Wednesday, August 3, 2022
Today on the Almanac, we tell the story of the Renaissance Martyr: Etienne Dolet.
*** This is a rough transcript of today’s show ***
It is the 3rd of August 2022. Welcome to the Christian History Almanac brought to you by 1517 at 1517.org; I’m Dan van Voorhis.
It’s like riding a bike, right? Two weeks of not writing an almanac episode, but luckily today, we have a spicy story to ease me back in- it is the story of a… nay… thee Renaissance martyr.
Let me explain why that’s a strange thing to say. The Renaissance paralleled the Reformations in time but not in violence. That is, a Catholic might kill a Lutheran, and a Lutheran might kill an Anabaptist. Still, despite differences in theories of bronze baptistries, local artisans were not as likely to get violent. To put it simply: the Renaissance did not produce martyrs.
Enter Etienne Dolet.
Dolet was born on this the 3rd of August in 1509. Plenty of legends would arise about the printer who would be put to death on this the 3rd of August in 1546 on his 37th birthday.
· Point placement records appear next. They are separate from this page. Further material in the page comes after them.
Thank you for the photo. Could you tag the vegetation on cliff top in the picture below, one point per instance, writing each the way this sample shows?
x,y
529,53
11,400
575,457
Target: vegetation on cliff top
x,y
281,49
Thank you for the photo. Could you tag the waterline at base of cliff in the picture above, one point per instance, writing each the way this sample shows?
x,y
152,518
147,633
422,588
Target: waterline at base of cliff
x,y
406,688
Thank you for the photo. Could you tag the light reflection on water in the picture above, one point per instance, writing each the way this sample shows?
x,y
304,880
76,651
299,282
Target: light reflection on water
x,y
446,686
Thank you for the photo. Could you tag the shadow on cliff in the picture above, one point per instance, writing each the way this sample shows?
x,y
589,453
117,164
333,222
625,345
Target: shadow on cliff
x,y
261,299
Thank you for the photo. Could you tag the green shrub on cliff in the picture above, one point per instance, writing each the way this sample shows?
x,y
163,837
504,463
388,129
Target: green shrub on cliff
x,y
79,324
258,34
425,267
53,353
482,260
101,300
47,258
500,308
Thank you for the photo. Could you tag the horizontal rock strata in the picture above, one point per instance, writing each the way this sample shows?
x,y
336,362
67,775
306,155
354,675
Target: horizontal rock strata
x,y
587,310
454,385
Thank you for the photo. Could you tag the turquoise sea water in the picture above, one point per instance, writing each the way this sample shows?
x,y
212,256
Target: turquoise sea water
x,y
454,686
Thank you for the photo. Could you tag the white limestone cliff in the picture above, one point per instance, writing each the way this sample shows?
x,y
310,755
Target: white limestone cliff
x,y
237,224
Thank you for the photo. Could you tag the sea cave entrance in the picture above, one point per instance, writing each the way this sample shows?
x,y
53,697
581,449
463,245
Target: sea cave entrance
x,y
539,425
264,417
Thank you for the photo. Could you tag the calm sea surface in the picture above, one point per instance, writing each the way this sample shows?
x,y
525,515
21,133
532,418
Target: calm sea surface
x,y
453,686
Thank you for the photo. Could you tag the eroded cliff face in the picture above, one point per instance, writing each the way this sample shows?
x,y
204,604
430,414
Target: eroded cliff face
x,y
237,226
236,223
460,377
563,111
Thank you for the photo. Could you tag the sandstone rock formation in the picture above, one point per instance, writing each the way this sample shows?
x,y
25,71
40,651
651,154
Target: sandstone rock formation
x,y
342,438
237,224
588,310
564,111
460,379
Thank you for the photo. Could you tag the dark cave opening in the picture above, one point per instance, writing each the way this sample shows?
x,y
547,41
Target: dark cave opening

There was a rumor that he was the illegitimate son of Francis I- there is no evidence for this besides Francis giving Etienne a favorable license to print. Etienne was well connected enough to study Latin in the humanist style, move to Paris and eventually live in both Padua and Venice to work as a secretary and ambassador. He wrote to one of his employers that all he wanted was “study and fame.”
He would become a fierce supporter of the Ciceronian style- we don’t need to go too far into this except to say that it meant he really dug the Latin poet Cicero, thought that Cicero’s vernacular Latin was to be imitated, and this put him at odds with the great scholar Erasmus. Dolet would become fanatic in his approach to translation- he would enter at least one competition, and when he lost, he went apoplectic.
I think this is a key to understanding this curious “martyr of the Renaissance”- he was not well-liked. He liked to poke the bear. As one of his 19th-century biographers noted: modesty was not a characteristic of his. Also, he murdered a dude. According to this same biographer, a certain painter attacked him, and Dolet killed him. He was arrested but escaped with the help of friends and received a pardon in the name of self-defense.
He would make a name for himself as a printer (remember Francis gave him a license to print)- and he would print a wide variety of texts from the sacred to the secular. He would print the Bible in the vernacular, the old Latin poets, the ribald works of his friend Rabelais and others. But this time period also parallels the so-called “French Inquisition.” Here in the lead-up to what would become the French Wars of Religion, it would be dangerous to print some of what he did- from the Bible in the vernacular to the works of Calvin and Melanchthon.
He considered himself a Christian moralist and apparently had a sketchy grasp on the Trinity (or at least, he was charged with this because I think it’s probably pretty easy to get people tripped up on this one). He was arrested in 1542 on the charge of atheism. He was released but arrested again in 1544. Apparently, he escaped and was arrested again.
Meanwhile, the quarrelsome printer would insist on certain translations- usually in the vernacular and sometimes thus seen as heterodox (let me explain: he used new words when the old words were preferred and seen as the only orthodox words to use). He would be arrested again in 1546 and tried at the Sorbonne. Out of luck, out of friends, and on their last nerve, he was condemned as a “lapsed atheist,” and on this, the 3rd of August (also his 37th birthday), he was tortured, strangled, and then publicly burned at stake at the Place Maubert in Paris (where I stood about two weeks ago!).
So, here’s to that rascal and Renaissance martyr Etienne Dolet who was born on this day in 1509 and died on it 37 years later in 1546.
The Last Word for today comes from the lectionary for today from Luke 12:
27 “Consider how the wild flowers grow. They do not labor or spin. Yet I tell you, not even Solomon in all his splendor was dressed like one of these. 28 If that is how God clothes the grass of the field, which is here today, and tomorrow is thrown into the fire, how much more will he clothe you—you of little faith! 29 And do not set your heart on what you will eat or drink; do not worry about it. 30 For the pagan world runs after all such things, and your Father knows that you need them. 31 But seek his kingdom, and these things will be given to you as well.
This has been the Christian History Almanac for the 3rd of August 2022, brought to you by 1517 at 1517.org.
The show is produced by a man who takes no vacations from the CHA- this is his 1,165th consecutive episode. He is Christopher Gillespie.
The show is written and read by a man who loved his vacation- did not love coming home to a burst pipe and flooded living room. I’m Dan van Voorhis.
You can catch us here every day- and remember that the rumors of grace, forgiveness, and the redemption of all things are true…. Everything is going to be ok.